~HOPE~

30 3 0
                                    


Mataku mengerjap beberapa kali. Kuturunkan selimut dari tubuhku. Udara sejuk tak lagi menyambutku, hanya cahaya pagi yang terasa lembap dan panas. Pundakku terasa pegal dan pandanganku berbayang. Aku meraba ke sekeliling, ke samping kanan dan kiri, lalu ke atas kepala. Benda itu tergeletak dengan kabel yang masih menancap seperti selang infus.

Aku menghela napas. Rasanya begitu cepat. Amat cepat.

Kupaksa kakiku untuk turun dari kasur dengan sedikit sentakan menuju ujung ruangan dekat kamar mandi dan menjentikkan saklar. Lampu menyala terang seperti membelah hitam. Koperku masih teronggok di samping meja kerja, terguling. Beberapa tentengan mengelilinginya, terbuka dan menampakkan seluruh isinya.

Baru beberapa jam yang lalu kelopak sakura itu hinggap di tanganku. Baru sehari yang lalu, baru dua hari, tiga hari, baru kemarin. Aroma pria itu masih menempel pada tubuhku, seolah menjadi satu dengan wangi rambutku. Seolah dia memberikan aromanya untukku.

Teringat kemarin malam ketika aku mengumpulkan barang-barangku dengan cepat dan serampangan, menimbulkan banyak suara dan perasaan membuncah. Koper kubuka tutup berkali-kali, dan besar kemungkinan aku meninggalkan satu atau dua barang di hotel itu. Aku tergesa-gesa dan tak bisa berpikir panjang.
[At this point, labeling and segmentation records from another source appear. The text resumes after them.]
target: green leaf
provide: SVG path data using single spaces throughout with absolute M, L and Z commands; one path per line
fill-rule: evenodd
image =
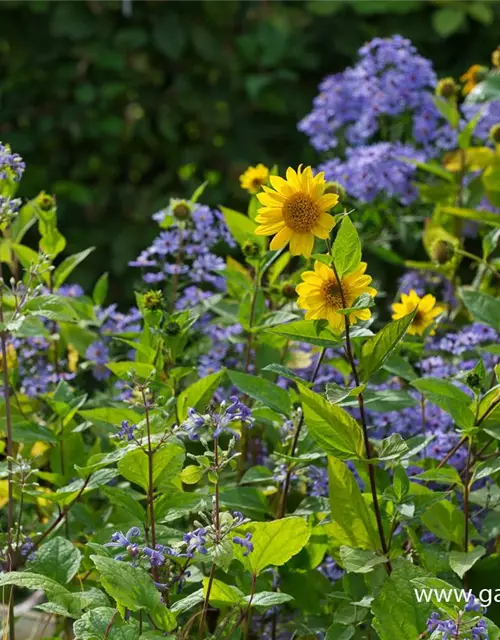
M 474 20 L 485 25 L 492 24 L 495 18 L 493 9 L 485 2 L 481 2 L 481 0 L 474 0 L 474 2 L 471 2 L 467 7 L 467 11 Z
M 77 618 L 81 615 L 80 602 L 74 594 L 51 578 L 31 571 L 0 574 L 0 587 L 9 584 L 32 591 L 44 591 L 48 600 L 63 607 L 72 617 Z
M 432 24 L 440 36 L 447 38 L 460 29 L 465 18 L 465 11 L 460 7 L 443 7 L 434 12 Z
M 101 492 L 109 500 L 127 514 L 128 518 L 135 518 L 137 523 L 143 523 L 146 519 L 144 507 L 137 501 L 130 489 L 120 489 L 119 487 L 101 487 Z
M 404 380 L 411 381 L 418 378 L 415 369 L 411 366 L 408 360 L 405 360 L 395 353 L 387 358 L 383 369 L 389 371 L 389 373 L 392 373 L 395 376 L 398 376 L 399 378 L 403 378 Z
M 399 433 L 391 433 L 382 440 L 377 460 L 400 460 L 409 451 L 409 447 Z
M 106 367 L 120 380 L 132 380 L 136 377 L 146 380 L 155 371 L 152 364 L 146 364 L 145 362 L 108 362 Z
M 208 590 L 208 578 L 203 578 L 203 595 L 207 596 Z M 234 607 L 243 600 L 243 591 L 240 591 L 233 585 L 226 584 L 222 580 L 213 580 L 212 588 L 210 589 L 210 604 L 217 609 L 223 609 L 224 607 Z
M 370 573 L 374 567 L 387 562 L 385 556 L 368 549 L 340 547 L 340 564 L 348 573 Z
M 182 470 L 181 480 L 184 484 L 196 484 L 205 474 L 205 469 L 195 464 L 190 464 Z
M 305 423 L 320 447 L 337 458 L 362 458 L 363 432 L 347 411 L 298 384 Z
M 354 271 L 361 262 L 361 242 L 349 216 L 344 216 L 340 223 L 333 243 L 332 255 L 340 278 Z
M 52 538 L 36 551 L 30 570 L 67 584 L 80 567 L 82 554 L 66 538 Z
M 414 309 L 404 318 L 390 322 L 363 344 L 360 364 L 364 382 L 385 364 L 413 322 L 416 312 Z
M 480 462 L 477 467 L 474 469 L 474 474 L 472 476 L 471 484 L 476 482 L 477 480 L 483 480 L 484 478 L 489 478 L 493 476 L 493 474 L 498 473 L 500 471 L 500 459 L 496 460 L 484 460 Z
M 290 395 L 278 385 L 249 373 L 229 370 L 229 380 L 234 386 L 263 405 L 271 407 L 284 415 L 289 415 L 292 410 Z
M 450 567 L 459 578 L 463 578 L 467 571 L 469 571 L 469 569 L 471 569 L 485 554 L 486 549 L 481 546 L 475 547 L 473 551 L 469 551 L 468 553 L 464 553 L 463 551 L 451 551 Z
M 349 468 L 341 460 L 328 456 L 328 477 L 334 537 L 348 547 L 378 549 L 374 516 Z
M 434 605 L 419 603 L 412 579 L 424 576 L 424 571 L 407 560 L 393 563 L 393 572 L 384 582 L 375 600 L 372 612 L 380 640 L 419 638 L 425 631 L 427 619 Z
M 292 369 L 289 369 L 288 367 L 284 367 L 281 364 L 268 364 L 265 367 L 262 368 L 262 371 L 271 371 L 272 373 L 276 373 L 279 376 L 282 376 L 283 378 L 288 378 L 289 380 L 298 380 L 299 382 L 303 382 L 302 378 L 295 373 L 295 371 L 292 371 Z
M 116 427 L 122 420 L 128 420 L 137 424 L 141 420 L 141 416 L 133 409 L 127 407 L 99 407 L 97 409 L 81 409 L 78 414 L 84 419 L 89 420 L 93 424 L 105 422 Z
M 462 511 L 448 500 L 431 505 L 423 514 L 422 522 L 438 538 L 463 545 L 465 517 Z
M 94 304 L 100 306 L 104 304 L 106 296 L 108 295 L 108 273 L 103 273 L 99 280 L 95 283 L 94 290 L 92 291 L 92 300 Z
M 75 640 L 137 640 L 139 623 L 133 618 L 123 621 L 111 607 L 97 607 L 74 623 L 73 633 Z
M 461 207 L 440 207 L 441 213 L 457 218 L 465 218 L 465 220 L 473 220 L 482 224 L 489 224 L 492 227 L 500 227 L 500 220 L 497 213 L 491 211 L 482 211 L 479 209 L 464 209 Z
M 338 347 L 339 336 L 335 335 L 323 320 L 297 320 L 279 327 L 273 327 L 268 333 L 284 336 L 294 342 L 305 342 L 316 347 Z
M 413 380 L 411 385 L 430 402 L 449 413 L 462 429 L 468 429 L 474 424 L 474 414 L 469 408 L 469 396 L 451 382 L 429 377 Z
M 275 591 L 260 591 L 256 593 L 252 598 L 251 607 L 261 608 L 262 610 L 270 609 L 271 607 L 278 607 L 280 604 L 290 602 L 293 600 L 293 596 L 288 593 L 277 593 Z M 243 602 L 248 603 L 250 596 L 245 596 Z
M 262 573 L 268 566 L 284 565 L 303 549 L 311 535 L 307 522 L 302 518 L 293 517 L 274 522 L 252 522 L 237 531 L 252 534 L 252 553 L 243 556 L 244 550 L 237 547 L 235 554 L 255 575 Z
M 94 249 L 95 247 L 90 247 L 89 249 L 85 249 L 85 251 L 74 253 L 72 256 L 68 256 L 63 260 L 54 271 L 54 288 L 58 289 L 62 284 L 64 284 L 73 270 L 80 264 L 80 262 L 83 262 L 85 258 L 94 251 Z
M 9 236 L 12 242 L 19 244 L 24 238 L 25 233 L 36 222 L 36 198 L 30 200 L 23 207 L 21 207 L 18 215 L 10 225 Z
M 459 487 L 462 486 L 460 475 L 453 467 L 427 469 L 427 471 L 419 473 L 416 477 L 419 480 L 425 480 L 425 482 L 437 482 L 438 484 L 446 484 L 448 486 L 453 484 Z
M 180 474 L 184 449 L 178 444 L 166 444 L 153 454 L 153 486 L 165 484 Z M 121 475 L 144 490 L 149 486 L 148 455 L 142 449 L 129 451 L 118 462 Z
M 179 421 L 184 421 L 188 416 L 188 410 L 194 407 L 198 411 L 204 411 L 212 399 L 217 387 L 222 384 L 226 372 L 223 370 L 211 373 L 205 378 L 197 380 L 190 387 L 179 394 L 177 398 L 177 415 Z
M 140 567 L 104 556 L 90 556 L 100 573 L 101 584 L 116 602 L 131 611 L 145 609 L 163 631 L 176 627 L 174 614 L 161 602 L 151 576 Z
M 47 320 L 73 322 L 78 319 L 66 298 L 52 294 L 32 298 L 27 302 L 25 309 L 31 315 L 42 316 Z
M 264 236 L 255 235 L 257 224 L 251 218 L 227 207 L 220 207 L 220 210 L 222 211 L 231 235 L 240 247 L 243 247 L 246 242 L 255 242 L 262 247 L 265 246 Z
M 473 289 L 460 290 L 460 295 L 474 320 L 500 331 L 500 299 Z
Selama perjalanan di kereta bandara selepas pukul tujuh pagi, yang kupikirkan hanyalah tatapan sendu itu. Wajah yang memesona. Wajah yang pas di tangkup tanganku. Wajah yang pas untuk bersandar di bahuku, memelukku.

Semuanya terasa terlalu nyata dan kini aku mulai merana karena hari-hari indah penuh harapan itu mulai berlari bagai bayang-bayang sekelebat. Seolah hanya lewat. Tak tersentuh. Tak tergenggam.

Kubuka ponsel dan aku menghubungi nomornya. Mati-matian aku menahannya ketika mendarat di Jakarta dan merebahkan diri ke kasur setelah perjalanan panjang. Mati-matian aku berusaha menyadarkan pikiranku bahwa mungkin saja semua ini masih salah, belum benar. Belum seratus. Hanya praduga dan prasangka.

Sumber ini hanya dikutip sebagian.